I do not want noble Lords to feel that I am being negative in this area, and it is over-easy to think that I am. I have valued the contributions noble Lords have made. I do not see these things as appropriate for the Bill, but I am clearly going to consider deeply the points that have been made today with the aim of applying them appropriately as we implement the system. I value what noble Lords have said. It resonates. We need to get it right. On that basis, I ask the noble Baroness to withdraw her amendment.
I totally take the fact that the Minister is setting out a system in which claimants should be confident that they are being helped and that that is the purpose of the system. However, does he accept that existing claimants have to overcome an enormous amount of negative experience because of the Atos system so there is an enormous mountain to climb?

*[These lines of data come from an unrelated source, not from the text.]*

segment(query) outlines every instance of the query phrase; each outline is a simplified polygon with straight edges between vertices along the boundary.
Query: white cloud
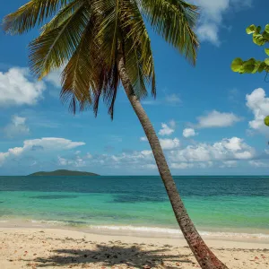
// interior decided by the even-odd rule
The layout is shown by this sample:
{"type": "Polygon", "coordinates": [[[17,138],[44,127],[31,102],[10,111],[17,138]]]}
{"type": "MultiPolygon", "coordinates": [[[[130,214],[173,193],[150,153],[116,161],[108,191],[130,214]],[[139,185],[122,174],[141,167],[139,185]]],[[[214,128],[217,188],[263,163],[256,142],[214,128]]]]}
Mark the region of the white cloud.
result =
{"type": "Polygon", "coordinates": [[[256,155],[254,148],[243,139],[232,137],[222,139],[213,144],[198,143],[188,145],[185,149],[169,152],[171,162],[213,161],[250,160],[256,155]]]}
{"type": "Polygon", "coordinates": [[[211,43],[220,46],[219,27],[213,23],[204,23],[198,27],[197,34],[200,40],[210,41],[211,43]]]}
{"type": "Polygon", "coordinates": [[[201,41],[221,44],[219,31],[223,27],[223,15],[227,11],[235,12],[250,7],[252,0],[193,0],[201,8],[201,17],[196,30],[201,41]]]}
{"type": "Polygon", "coordinates": [[[233,113],[221,113],[216,110],[209,112],[205,116],[198,117],[197,119],[197,127],[199,128],[227,127],[241,120],[233,113]]]}
{"type": "Polygon", "coordinates": [[[145,142],[148,141],[148,139],[146,138],[146,136],[142,136],[140,137],[140,141],[145,142]]]}
{"type": "Polygon", "coordinates": [[[170,135],[175,132],[176,123],[175,121],[171,120],[169,125],[162,123],[161,129],[159,131],[160,135],[170,135]]]}
{"type": "Polygon", "coordinates": [[[45,88],[44,82],[30,81],[27,68],[0,72],[0,106],[34,105],[42,98],[45,88]]]}
{"type": "Polygon", "coordinates": [[[25,125],[26,117],[14,115],[12,122],[4,128],[6,137],[13,138],[17,135],[27,135],[30,133],[29,127],[25,125]]]}
{"type": "Polygon", "coordinates": [[[264,162],[264,161],[249,161],[248,163],[255,167],[255,168],[266,168],[266,167],[269,167],[269,163],[268,161],[267,162],[264,162]]]}
{"type": "Polygon", "coordinates": [[[143,166],[145,169],[157,169],[157,165],[156,164],[145,164],[143,166]]]}
{"type": "Polygon", "coordinates": [[[176,148],[178,148],[180,145],[180,142],[178,138],[174,139],[160,139],[161,146],[161,148],[166,150],[174,150],[176,148]]]}
{"type": "Polygon", "coordinates": [[[86,161],[79,156],[76,156],[74,160],[68,160],[68,159],[65,159],[63,157],[58,156],[58,165],[59,166],[73,166],[75,168],[79,168],[79,167],[86,166],[86,161]]]}
{"type": "Polygon", "coordinates": [[[61,70],[56,70],[56,71],[52,71],[49,73],[45,78],[44,81],[51,83],[56,88],[61,88],[61,74],[62,74],[62,69],[61,70]]]}
{"type": "Polygon", "coordinates": [[[254,114],[254,119],[248,122],[249,127],[264,134],[269,134],[269,127],[264,123],[265,117],[269,115],[269,98],[262,88],[256,89],[247,94],[247,106],[254,114]]]}
{"type": "Polygon", "coordinates": [[[170,103],[170,104],[178,104],[178,103],[181,103],[180,98],[176,93],[172,93],[172,94],[167,95],[165,97],[165,100],[168,103],[170,103]]]}
{"type": "Polygon", "coordinates": [[[237,161],[223,161],[220,168],[234,168],[238,166],[237,161]]]}
{"type": "MultiPolygon", "coordinates": [[[[68,139],[58,137],[44,137],[40,139],[25,140],[22,147],[14,147],[9,149],[6,152],[0,152],[0,164],[9,157],[20,156],[30,152],[41,151],[42,152],[46,152],[65,151],[84,144],[85,143],[83,142],[73,142],[68,139]]],[[[39,155],[40,155],[39,152],[39,155]]]]}
{"type": "Polygon", "coordinates": [[[179,162],[179,163],[171,163],[171,169],[190,169],[195,166],[192,162],[179,162]]]}
{"type": "Polygon", "coordinates": [[[195,136],[197,134],[195,133],[195,130],[193,128],[186,128],[183,130],[183,136],[186,138],[191,137],[191,136],[195,136]]]}
{"type": "Polygon", "coordinates": [[[199,169],[206,169],[213,166],[212,161],[206,162],[179,162],[179,163],[171,163],[171,169],[187,169],[191,168],[199,168],[199,169]]]}

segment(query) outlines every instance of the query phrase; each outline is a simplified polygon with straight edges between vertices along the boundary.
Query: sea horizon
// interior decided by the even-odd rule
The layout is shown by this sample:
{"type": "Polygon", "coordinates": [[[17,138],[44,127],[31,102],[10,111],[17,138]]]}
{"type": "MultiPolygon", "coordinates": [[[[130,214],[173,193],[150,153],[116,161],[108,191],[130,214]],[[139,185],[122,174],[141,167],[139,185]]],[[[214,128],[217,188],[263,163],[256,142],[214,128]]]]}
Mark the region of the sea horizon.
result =
{"type": "MultiPolygon", "coordinates": [[[[175,181],[202,236],[269,239],[268,176],[175,181]]],[[[2,227],[182,237],[158,176],[1,176],[0,183],[2,227]]]]}

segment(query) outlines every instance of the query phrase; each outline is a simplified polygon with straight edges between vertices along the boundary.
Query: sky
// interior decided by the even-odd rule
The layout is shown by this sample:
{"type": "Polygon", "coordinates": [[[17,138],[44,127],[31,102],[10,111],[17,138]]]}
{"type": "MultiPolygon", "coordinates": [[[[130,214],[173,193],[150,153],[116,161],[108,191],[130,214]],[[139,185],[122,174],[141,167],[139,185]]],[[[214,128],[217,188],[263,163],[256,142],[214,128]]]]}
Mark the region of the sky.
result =
{"type": "MultiPolygon", "coordinates": [[[[1,20],[27,1],[5,1],[1,20]]],[[[195,67],[150,29],[157,98],[142,101],[173,175],[268,175],[269,82],[231,72],[235,57],[265,57],[246,34],[269,23],[267,0],[193,0],[200,6],[195,67]]],[[[100,175],[158,175],[143,128],[122,89],[114,120],[100,106],[75,116],[59,100],[60,71],[37,81],[28,44],[0,31],[0,175],[68,169],[100,175]]]]}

The noble Baroness, Lady Wilkins, makes a point, which we have actually discussed in the Chamber in the past. She knows my concern about this. I think that the Atos and WCA process is genuinely improving now, with the changes that have been made. A lot of the stories that we have are of the system as it was, unreformed. It is gradually improving. That is not to say that it is now perfect—that is not my claim. We are committed to getting the process right, and we inherited that process. I know the concerns that there are, seeing them at first hand in many cases. It is a terrible balance between abandoning people and saying, “You’re out of the economic life of this country” and then trying to pull them in in a coherent way. Getting that balance right, as all noble Lords here today understand, is complicated and a path that we are moving down. But I am determined that we will get to a position where we are doing it with the right balance.

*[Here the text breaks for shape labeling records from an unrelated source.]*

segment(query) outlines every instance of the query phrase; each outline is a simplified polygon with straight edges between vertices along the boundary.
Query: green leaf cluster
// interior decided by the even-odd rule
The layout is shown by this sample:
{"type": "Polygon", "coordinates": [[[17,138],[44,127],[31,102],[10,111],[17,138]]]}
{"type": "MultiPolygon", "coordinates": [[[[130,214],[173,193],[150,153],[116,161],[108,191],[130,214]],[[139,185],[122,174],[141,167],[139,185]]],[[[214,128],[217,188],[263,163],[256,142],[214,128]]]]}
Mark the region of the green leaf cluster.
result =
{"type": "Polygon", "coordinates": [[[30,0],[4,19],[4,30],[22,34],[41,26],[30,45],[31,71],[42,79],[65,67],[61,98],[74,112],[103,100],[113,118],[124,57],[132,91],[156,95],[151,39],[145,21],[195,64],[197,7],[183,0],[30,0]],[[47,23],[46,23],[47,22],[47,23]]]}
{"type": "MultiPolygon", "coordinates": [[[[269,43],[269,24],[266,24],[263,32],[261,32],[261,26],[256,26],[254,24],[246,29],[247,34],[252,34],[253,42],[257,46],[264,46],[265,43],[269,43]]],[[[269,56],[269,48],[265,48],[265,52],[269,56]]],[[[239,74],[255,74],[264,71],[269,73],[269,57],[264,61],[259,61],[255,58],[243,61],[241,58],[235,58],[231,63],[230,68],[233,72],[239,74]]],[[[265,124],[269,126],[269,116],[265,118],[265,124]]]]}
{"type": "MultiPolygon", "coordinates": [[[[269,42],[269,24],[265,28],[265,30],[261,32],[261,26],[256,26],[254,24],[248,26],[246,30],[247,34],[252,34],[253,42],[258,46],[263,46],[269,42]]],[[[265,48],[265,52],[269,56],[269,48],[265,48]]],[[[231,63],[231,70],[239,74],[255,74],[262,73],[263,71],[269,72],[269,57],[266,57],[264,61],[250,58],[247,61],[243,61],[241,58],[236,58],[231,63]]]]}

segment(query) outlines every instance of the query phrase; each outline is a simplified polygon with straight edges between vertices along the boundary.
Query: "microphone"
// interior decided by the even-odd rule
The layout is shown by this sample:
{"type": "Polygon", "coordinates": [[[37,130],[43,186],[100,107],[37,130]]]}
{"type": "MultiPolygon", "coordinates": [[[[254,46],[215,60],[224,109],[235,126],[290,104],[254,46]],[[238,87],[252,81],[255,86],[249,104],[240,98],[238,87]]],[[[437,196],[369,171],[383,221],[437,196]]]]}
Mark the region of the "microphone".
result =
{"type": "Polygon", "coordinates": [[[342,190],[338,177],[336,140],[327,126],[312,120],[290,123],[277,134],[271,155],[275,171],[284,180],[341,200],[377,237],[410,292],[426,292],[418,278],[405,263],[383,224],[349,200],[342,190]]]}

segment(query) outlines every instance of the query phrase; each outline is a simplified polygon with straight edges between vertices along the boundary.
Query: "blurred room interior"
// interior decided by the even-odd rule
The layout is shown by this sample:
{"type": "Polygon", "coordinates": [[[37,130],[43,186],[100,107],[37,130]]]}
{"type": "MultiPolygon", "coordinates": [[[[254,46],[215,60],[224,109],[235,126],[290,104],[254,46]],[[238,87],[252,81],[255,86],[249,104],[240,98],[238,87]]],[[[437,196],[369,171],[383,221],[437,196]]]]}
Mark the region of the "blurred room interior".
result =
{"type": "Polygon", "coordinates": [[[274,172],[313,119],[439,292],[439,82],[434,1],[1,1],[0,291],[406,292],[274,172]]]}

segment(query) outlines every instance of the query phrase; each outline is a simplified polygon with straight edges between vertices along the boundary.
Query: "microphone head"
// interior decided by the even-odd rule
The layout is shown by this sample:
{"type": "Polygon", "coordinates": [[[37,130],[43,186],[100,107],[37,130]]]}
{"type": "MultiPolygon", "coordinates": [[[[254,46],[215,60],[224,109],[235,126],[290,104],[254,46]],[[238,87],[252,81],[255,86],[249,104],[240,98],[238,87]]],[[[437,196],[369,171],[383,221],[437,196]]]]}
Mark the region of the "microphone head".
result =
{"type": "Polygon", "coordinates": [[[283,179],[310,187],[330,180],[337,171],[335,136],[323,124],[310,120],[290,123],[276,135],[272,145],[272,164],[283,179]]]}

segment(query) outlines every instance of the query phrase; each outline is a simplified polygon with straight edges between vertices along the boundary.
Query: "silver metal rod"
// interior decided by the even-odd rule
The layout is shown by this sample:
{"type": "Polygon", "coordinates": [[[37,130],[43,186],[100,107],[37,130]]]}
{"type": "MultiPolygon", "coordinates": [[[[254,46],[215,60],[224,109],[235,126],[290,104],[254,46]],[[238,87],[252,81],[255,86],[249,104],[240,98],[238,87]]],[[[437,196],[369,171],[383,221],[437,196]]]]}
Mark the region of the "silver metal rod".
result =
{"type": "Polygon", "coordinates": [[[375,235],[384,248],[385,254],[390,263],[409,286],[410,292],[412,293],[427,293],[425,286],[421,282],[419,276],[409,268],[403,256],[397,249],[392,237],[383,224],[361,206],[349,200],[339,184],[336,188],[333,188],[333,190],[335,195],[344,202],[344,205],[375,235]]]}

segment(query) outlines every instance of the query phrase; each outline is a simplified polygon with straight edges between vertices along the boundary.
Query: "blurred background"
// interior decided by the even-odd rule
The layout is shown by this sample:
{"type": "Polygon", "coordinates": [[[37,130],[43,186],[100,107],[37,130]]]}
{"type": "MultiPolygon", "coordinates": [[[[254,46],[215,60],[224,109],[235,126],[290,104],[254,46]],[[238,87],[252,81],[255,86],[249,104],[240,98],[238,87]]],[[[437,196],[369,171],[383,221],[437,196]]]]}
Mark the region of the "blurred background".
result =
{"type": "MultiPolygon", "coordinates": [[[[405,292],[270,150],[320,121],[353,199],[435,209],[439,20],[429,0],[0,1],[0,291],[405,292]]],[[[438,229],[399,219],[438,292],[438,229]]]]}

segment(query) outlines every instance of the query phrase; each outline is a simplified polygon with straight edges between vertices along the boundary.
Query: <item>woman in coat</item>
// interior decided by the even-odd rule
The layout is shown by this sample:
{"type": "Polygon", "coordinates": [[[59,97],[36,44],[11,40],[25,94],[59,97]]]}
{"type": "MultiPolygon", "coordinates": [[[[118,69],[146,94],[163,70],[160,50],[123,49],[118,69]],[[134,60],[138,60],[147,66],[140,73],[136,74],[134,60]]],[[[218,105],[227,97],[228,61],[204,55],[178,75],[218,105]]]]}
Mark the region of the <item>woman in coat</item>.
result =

My Lords, I am grateful to the Minister for his response, particularly for saying that he is going to consider these amendments deeply as we move towards implementation. There were three things that the amendments were trying to do. One was to try to ensure that evidence from claimants’ own health professionals would be properly taken into account at an early enough stage to prevent some of the distress that is currently affecting some claimants. The second one was about reasonable adjustments, which are a requirement under the law but are perhaps not fully understood. It is about an individualised approach, is it not? The third one was ensuring that the impact of a health condition on a candidate’s ability to comply was properly assessed and understood. It is not about asking for a rigid list of things in the claimant commitment. What it is really about is asking for joined-up work between different departments with different responsibilities and joined-up care for people with health conditions with the NHS and the DWP. There is no reason why Jobcentre Plus staff and existing specialist NHS staff could not share some information for the benefit of the claimant, both at the assessment stage and during their progression into work, which is what we would all like to see.

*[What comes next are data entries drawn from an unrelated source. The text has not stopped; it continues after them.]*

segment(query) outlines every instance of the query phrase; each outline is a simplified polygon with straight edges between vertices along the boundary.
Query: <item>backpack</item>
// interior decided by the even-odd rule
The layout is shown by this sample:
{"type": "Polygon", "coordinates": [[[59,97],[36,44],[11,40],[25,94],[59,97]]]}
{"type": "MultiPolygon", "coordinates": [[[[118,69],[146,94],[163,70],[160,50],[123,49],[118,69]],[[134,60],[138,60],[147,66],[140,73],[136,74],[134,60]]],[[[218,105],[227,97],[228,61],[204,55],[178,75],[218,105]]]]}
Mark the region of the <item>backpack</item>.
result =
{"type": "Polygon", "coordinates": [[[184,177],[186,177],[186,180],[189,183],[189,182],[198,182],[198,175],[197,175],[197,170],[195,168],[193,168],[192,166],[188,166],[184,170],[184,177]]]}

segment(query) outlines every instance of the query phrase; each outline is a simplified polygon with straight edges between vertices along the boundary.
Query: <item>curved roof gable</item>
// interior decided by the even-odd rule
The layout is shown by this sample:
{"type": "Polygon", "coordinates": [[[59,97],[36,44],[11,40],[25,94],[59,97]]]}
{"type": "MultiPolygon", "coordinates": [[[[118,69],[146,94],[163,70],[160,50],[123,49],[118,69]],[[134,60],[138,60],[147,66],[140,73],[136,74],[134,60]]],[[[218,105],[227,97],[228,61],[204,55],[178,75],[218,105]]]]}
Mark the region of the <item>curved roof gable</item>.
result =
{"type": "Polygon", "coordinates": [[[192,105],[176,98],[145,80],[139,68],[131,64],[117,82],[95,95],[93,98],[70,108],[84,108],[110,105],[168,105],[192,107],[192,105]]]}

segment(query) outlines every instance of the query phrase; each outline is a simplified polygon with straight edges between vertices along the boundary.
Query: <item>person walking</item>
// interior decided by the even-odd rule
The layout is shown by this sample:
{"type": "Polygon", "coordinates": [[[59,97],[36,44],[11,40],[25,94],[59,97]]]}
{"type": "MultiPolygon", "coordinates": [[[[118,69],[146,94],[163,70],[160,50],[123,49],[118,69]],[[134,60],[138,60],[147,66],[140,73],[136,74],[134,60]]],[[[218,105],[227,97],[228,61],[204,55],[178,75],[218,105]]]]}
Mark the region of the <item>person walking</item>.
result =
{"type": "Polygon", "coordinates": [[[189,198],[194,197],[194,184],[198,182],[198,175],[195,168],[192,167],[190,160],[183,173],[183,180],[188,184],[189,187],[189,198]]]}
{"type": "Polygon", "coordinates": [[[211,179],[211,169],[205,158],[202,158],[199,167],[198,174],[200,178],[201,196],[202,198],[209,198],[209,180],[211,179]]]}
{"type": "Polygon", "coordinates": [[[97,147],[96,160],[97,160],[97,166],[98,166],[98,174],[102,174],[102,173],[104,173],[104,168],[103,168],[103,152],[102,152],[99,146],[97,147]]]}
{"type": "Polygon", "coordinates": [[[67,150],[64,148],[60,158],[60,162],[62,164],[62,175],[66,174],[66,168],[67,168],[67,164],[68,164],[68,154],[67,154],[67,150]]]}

Although decision makers are required to take information into account, there is evidence that they are not always doing that. Yes, of course people can appeal, but appeals are very distressing, not just for the individual but also for their families. These amendments were intended to make the system work better both for claimants, so that they are more likely to succeed, but also because it is much more satisfying for staff to work in a system that they know is working fairly. So I am hoping that the Minister will find a way to ensure that the spirit of the amendment is taken on board. I beg leave to withdraw the amendment.